Em muitos terreiros (...), o local onde são preparadas as comidas dos Orixás é o mesmo onde são feitas as comidas do dia-a-dia. Esta separação, todavia é realizada de forma bastante visível e determinada. Muitas vezes se reserva para as comidas de santo um fogão especial que pode ser de lenha ou industrial, enquanto a outra permanece num fogão menos. Comum e se trocar de horários. É muito difícil se mexer com as panelas dos Orixás ao lado de outras panelas, bem como misturar os utensílios destas duas cozinhas.
"Cozinha de santo" é, assim, mais que um lugar determinado que, em terreiros de estrutura maior, (...), se tem para preparar somente os pratos dos Orixás e, sim, um espaço criado e redefinido a cada momento, no terreiro, através da separação dos utensílios e mudanças de comportamento. Tudo participa do sagrado: o espaço em si, as panelas, travessas, pratos, bacias, cestos, peneiras, colheres de pau, ralos, o pilão, as frigideiras, formas de assar e, sobretudo as pessoas que nela entram.

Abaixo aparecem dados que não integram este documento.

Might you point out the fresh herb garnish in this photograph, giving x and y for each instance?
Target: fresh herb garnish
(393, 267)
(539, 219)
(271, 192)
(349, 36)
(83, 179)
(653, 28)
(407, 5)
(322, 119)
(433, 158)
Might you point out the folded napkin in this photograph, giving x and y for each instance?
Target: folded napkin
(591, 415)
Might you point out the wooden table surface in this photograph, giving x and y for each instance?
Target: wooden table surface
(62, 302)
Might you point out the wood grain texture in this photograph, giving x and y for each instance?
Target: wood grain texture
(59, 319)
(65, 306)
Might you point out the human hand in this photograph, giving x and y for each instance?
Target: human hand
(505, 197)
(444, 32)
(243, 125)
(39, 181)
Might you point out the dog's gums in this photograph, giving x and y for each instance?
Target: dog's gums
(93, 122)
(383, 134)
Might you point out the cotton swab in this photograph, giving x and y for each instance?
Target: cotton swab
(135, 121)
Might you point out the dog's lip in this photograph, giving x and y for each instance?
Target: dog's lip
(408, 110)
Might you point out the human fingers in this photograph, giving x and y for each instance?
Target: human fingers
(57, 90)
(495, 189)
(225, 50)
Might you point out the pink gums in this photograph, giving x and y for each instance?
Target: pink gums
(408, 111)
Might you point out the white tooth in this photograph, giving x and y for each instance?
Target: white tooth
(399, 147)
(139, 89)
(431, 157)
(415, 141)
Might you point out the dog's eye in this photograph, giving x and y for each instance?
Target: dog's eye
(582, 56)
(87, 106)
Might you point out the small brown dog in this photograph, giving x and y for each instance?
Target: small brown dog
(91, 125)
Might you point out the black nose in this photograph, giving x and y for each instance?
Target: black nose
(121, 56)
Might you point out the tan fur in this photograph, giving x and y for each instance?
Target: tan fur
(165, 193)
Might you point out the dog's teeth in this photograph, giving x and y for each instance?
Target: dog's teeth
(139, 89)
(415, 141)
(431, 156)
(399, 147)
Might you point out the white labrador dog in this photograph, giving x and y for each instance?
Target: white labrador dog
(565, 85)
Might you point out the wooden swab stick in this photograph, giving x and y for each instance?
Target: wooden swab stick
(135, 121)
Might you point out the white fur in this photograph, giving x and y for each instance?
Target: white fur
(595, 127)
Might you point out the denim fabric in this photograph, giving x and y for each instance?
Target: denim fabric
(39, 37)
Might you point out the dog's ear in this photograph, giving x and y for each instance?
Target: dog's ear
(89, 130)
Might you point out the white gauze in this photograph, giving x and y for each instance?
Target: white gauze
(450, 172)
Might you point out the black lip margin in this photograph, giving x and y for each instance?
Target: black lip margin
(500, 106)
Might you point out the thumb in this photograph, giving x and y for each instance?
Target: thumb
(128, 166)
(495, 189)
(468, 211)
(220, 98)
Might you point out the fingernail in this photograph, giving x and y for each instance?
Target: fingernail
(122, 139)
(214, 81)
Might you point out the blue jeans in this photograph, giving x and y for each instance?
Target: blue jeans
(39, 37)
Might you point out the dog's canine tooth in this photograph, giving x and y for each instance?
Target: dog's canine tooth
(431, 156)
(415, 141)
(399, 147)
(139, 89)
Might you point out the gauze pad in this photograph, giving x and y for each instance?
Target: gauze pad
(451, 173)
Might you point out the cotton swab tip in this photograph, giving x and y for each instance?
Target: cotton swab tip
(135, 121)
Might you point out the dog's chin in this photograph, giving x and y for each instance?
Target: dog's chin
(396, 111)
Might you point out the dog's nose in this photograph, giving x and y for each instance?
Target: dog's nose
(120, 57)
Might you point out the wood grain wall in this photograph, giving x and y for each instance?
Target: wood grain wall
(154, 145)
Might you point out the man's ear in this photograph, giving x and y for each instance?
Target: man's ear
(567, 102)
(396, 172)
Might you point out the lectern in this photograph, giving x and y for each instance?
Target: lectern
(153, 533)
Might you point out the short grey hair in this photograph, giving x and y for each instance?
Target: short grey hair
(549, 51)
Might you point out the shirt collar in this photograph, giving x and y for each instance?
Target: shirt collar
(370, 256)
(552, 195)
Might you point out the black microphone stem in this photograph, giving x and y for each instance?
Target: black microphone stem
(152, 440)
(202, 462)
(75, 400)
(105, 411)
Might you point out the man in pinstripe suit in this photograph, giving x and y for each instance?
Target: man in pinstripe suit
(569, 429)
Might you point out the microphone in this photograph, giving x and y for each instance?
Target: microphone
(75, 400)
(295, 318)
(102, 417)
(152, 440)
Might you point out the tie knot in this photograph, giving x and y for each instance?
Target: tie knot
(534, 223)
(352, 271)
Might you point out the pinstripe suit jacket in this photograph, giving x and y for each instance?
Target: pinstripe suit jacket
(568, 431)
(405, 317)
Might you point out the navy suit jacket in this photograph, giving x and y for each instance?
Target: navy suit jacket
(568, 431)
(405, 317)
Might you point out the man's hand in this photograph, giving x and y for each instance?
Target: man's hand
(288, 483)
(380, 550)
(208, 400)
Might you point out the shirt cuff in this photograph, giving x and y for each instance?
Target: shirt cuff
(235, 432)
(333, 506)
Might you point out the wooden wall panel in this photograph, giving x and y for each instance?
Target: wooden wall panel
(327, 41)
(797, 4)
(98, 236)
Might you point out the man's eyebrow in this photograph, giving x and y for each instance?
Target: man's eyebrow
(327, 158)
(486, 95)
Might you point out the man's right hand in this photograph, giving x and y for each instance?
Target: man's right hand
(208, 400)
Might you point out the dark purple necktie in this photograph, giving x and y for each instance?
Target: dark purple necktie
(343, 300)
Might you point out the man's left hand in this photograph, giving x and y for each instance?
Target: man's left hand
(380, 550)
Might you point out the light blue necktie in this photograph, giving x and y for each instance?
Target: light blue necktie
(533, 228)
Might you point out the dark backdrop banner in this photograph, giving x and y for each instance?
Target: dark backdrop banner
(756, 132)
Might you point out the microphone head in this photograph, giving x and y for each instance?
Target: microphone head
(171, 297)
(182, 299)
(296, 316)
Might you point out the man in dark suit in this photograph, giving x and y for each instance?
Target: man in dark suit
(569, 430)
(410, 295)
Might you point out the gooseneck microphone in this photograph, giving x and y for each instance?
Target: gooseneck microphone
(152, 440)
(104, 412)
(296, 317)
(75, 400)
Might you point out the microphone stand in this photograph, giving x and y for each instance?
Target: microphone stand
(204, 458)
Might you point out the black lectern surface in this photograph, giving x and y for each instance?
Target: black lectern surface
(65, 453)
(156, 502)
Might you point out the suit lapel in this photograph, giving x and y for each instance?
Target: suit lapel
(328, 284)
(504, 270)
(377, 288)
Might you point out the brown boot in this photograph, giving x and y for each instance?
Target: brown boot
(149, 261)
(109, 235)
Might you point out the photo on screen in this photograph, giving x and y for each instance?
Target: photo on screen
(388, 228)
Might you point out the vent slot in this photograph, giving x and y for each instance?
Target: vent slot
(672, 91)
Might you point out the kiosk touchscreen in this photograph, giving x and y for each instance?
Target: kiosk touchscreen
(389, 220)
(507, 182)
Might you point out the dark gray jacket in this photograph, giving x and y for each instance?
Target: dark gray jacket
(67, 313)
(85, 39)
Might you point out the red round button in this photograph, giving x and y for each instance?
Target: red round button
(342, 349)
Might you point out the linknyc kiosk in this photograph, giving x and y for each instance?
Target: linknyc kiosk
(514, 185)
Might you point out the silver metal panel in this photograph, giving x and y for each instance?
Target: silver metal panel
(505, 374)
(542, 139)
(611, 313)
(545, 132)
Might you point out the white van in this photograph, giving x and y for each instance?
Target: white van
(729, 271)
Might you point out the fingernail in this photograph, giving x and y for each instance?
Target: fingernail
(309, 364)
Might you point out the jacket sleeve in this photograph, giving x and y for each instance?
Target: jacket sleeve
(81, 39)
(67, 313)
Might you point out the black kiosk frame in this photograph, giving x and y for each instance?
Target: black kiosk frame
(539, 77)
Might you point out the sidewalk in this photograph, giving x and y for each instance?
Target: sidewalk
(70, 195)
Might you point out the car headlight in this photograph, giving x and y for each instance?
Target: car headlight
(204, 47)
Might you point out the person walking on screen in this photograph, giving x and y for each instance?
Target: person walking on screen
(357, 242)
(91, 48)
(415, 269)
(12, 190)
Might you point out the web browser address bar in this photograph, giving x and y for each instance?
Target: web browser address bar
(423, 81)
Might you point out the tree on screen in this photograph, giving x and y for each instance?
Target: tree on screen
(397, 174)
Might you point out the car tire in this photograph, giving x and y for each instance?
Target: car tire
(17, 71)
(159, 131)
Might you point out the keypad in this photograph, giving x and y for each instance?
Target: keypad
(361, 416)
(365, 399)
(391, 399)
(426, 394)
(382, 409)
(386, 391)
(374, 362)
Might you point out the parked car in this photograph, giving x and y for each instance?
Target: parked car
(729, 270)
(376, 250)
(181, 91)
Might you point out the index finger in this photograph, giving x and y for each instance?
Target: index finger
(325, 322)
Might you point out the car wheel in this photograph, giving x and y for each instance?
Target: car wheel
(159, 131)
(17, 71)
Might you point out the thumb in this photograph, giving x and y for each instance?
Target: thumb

A cozinha é cheia de interdições como: não conversar mais que o necessário, não falar alto, gritar, cantar ou dançar musicas que não sejam do santo, (...). Neste espaço sacralizado tudo vai ganhando significado: a bacia que cai, o garfo, a faca, a colher, o óleo que faz fumaçar o fogo, etc. na cozinha se aprende além do "ponto" certo de determinado prato, que não se dá as costas para o fogo, não se joga sal no chão, não se mexe comida de Orixá com colher que não seja de pau, que a comida mexida por duas pessoas desanda, que não se joga água no fogo e que muitas pessoas por terem o sangue ruim fazem a comida desandar. Ou que a presença de pessoas de um determinado Orixá faz com que certa comida não dê certo, como por exemplo: em cozinha onde se tem gente de Xangô o milho de pipoca queima antes de estourar. (...).
Embora marcada por vários limites, a cozinha é mesmo escola mestra, local onde se aprende as lições mais antigas, através do exercício longo e paciente da observação. Local onde permanecem por maior período de tempo os iniciados, seja varrendo, lavando, limpando, guardando, acendendo ou mantendo o fogo, cozinhando, com olhos e ouvidos atento a tudo que se passa nela. (...). (...) por ser ela mais que um local de transformação e sim de passagem e transmissão de conhecimento, por onde se transita algo essencial que ultrapassa os limites das oposições por situar-se no mais intimo e profundo ser do homem: o comer.


A Cozinha, Os Orixás E Os Truques: Entre A Invenção E A Recriação Onde O Tempo Não Para...

Este texto foi extraído do trabalho apresentado no seminário temático ST03"Os afro-brasileiros"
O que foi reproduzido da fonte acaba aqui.